Мы прошли два квартала, не говоря ни слова, глядя на разбитый асфальт тротуара или на темно-зеленые холмы, которые возвышались вдалеке, ощетинившись эвкалиптовыми деревьями и телефонными столбами, подобно чешуе аризонского ядозуба[18]
.Когда мы отворили входную дверь и поднялись по каменным ступеням, Лаверде пропустил меня вперед: он никогда не бывал в подобном месте и действовал с осторожностью зверя, попавшего в опасность.
В диванной сидели два студента и пара подростков, они слушали одну и ту же запись, то и дело посматривали друг на друга и непристойно хихикали, а еще бесстыдно храпевший мужчина в костюме и галстуке с выцветшим кожаным портфелем на коленях. Я объяснил ситуацию менеджеру – женщине, которая, несомненно, привыкла и не к такой экзотике. Она, прищурившись, внимательно посмотрела на меня, казалось, узнала завсегдатая и протянула руку.
– Ну-ка, покажите, – без энтузиазма сказала она, – что вы хотите послушать.
Лаверде протянул ей кассету как оружие победителю, и я обратил внимание на его пальцы в пятнах синего мела от бильярда. Послушно, я таким никогда раньше его не видел, он уселся в кресло, на которое указала женщина; надел наушники, откинулся назад и закрыл глаза.

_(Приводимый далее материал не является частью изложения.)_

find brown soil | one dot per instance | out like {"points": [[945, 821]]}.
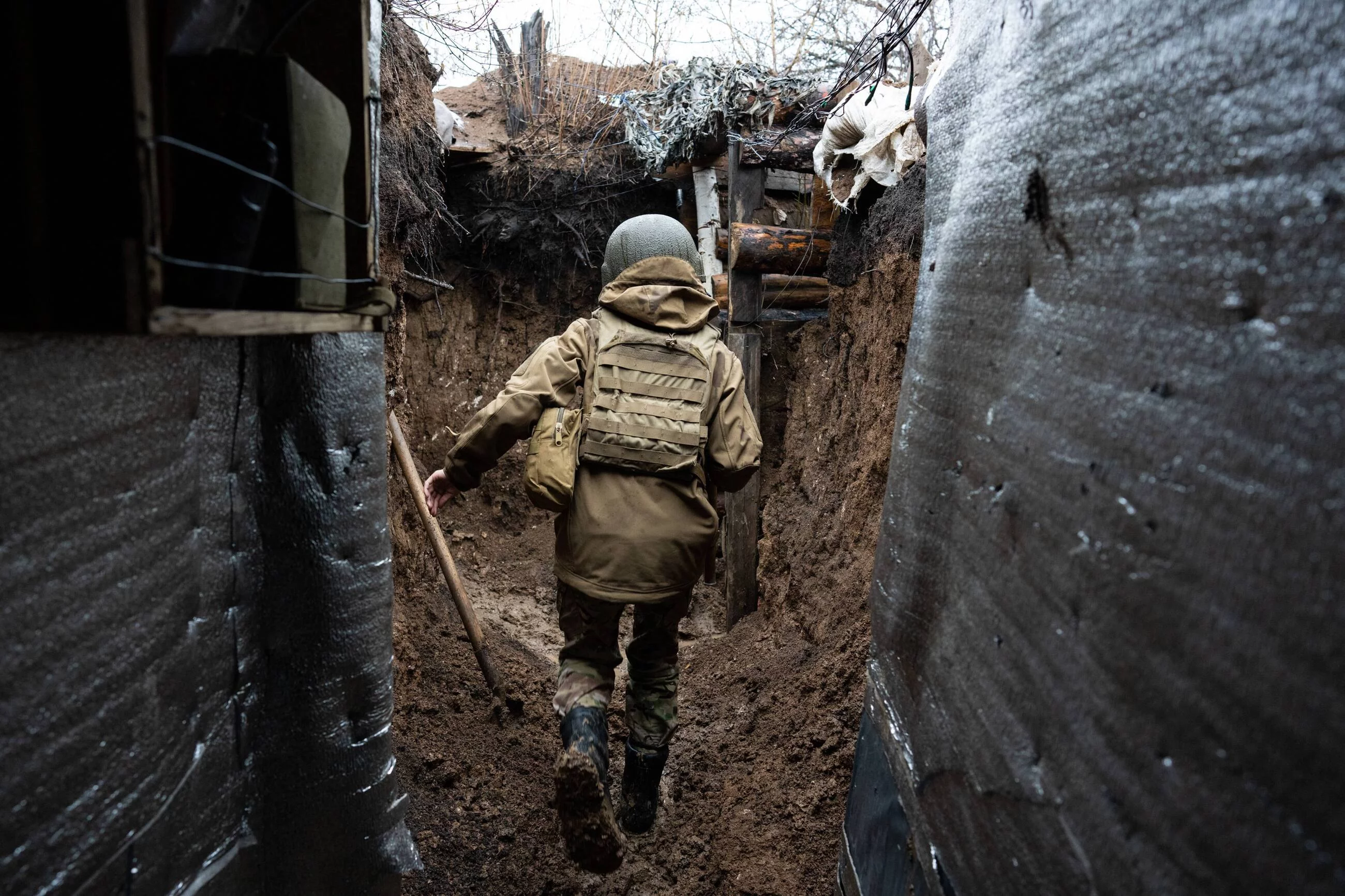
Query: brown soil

Тем временем я искал, чем бы занять минуты ожидания, и моя рука выбрала кассету со стихами Сильвы, хотя могла бы выбрать любую другую (должно быть, я поддался обаянию юбилеев). Я тоже сел в кресло, надел наушники, приладил их поудобнее с намерением отрешиться от реальной жизни и побыть немного в другом измерении. И когда зазвучал «Ноктюрн», когда неизвестный мне голос – баритон, мелодраматично читавший поэзию, как молитву, – произнес первые строчки, которые хоть раз в жизни произносил вслух каждый колумбиец, я увидел, как Рикардо Лаверде заплакал. «
Я не знал, что лучше: смотреть на Лаверде или нет, оставить его наедине с горем или подойти и прямо спросить, в чем дело. Я подумал: может, хотя бы снять наушники, чтобы подать ему знак, пригласить к разговору; но решил сделать наоборот, предпочел безопасность, молчание и меланхолические стихи Сильвы, над которыми можно было печалиться, ничем не рискуя. Я не вспомнил тогда ни о женщине, которую так ждал Лаверде, ни о ее имени, ни даже об аварии на склоне Эль-Дилувио, а остался, где сидел, в кресле и наушниках, стараясь не мешать печали Рикардо Лаверде, и даже закрыл глаза, чтобы не тревожить его своими любопытным взором, оставить наедине с самим собой в этом общественном месте.
В моей голове и только в ней звучала строка Сильвы: «
Когда я открыл глаза, Лаверде уже не было.
– Куда он делся? – спросил я, не снимая наушников. Мой голос прозвучал издалека, и я отреагировал странно: снял наушники и повторил вопрос, как будто менеджер не расслышала его с первого раза.
– Кто? – спросила она.
– Мой друг, – сказал я. Я впервые так назвал его и внезапно почувствовал себя смешным: нет, Лаверде мне не друг. – Тот, кто сидел вон там.
– Не знаю, он ничего не сказал, – ответила женщина. Затем она отвернулась, недоверчиво проверила стереосистему, как если бы я что-то от нее требовал, и добавила: – А кассету я ему вернула. Можете сами у него спросить.
Я покинул комнату и быстро обошел здание. Во дворе дома, где Хосе Асунсьон Сильва прожил свои последние дни, находилось ярко освещенное патио, отделенное от обрамляющих его коридоров узкими застекленными окнами, которых не было во времена поэта и которые теперь защищали посетителей от дождя: мои шаги в этих безмолвных коридорах не отзывались эхом. Лаверде не было ни в библиотеке, ни на деревянных скамьях, ни в конференц-зале. Должно быть, он ушел.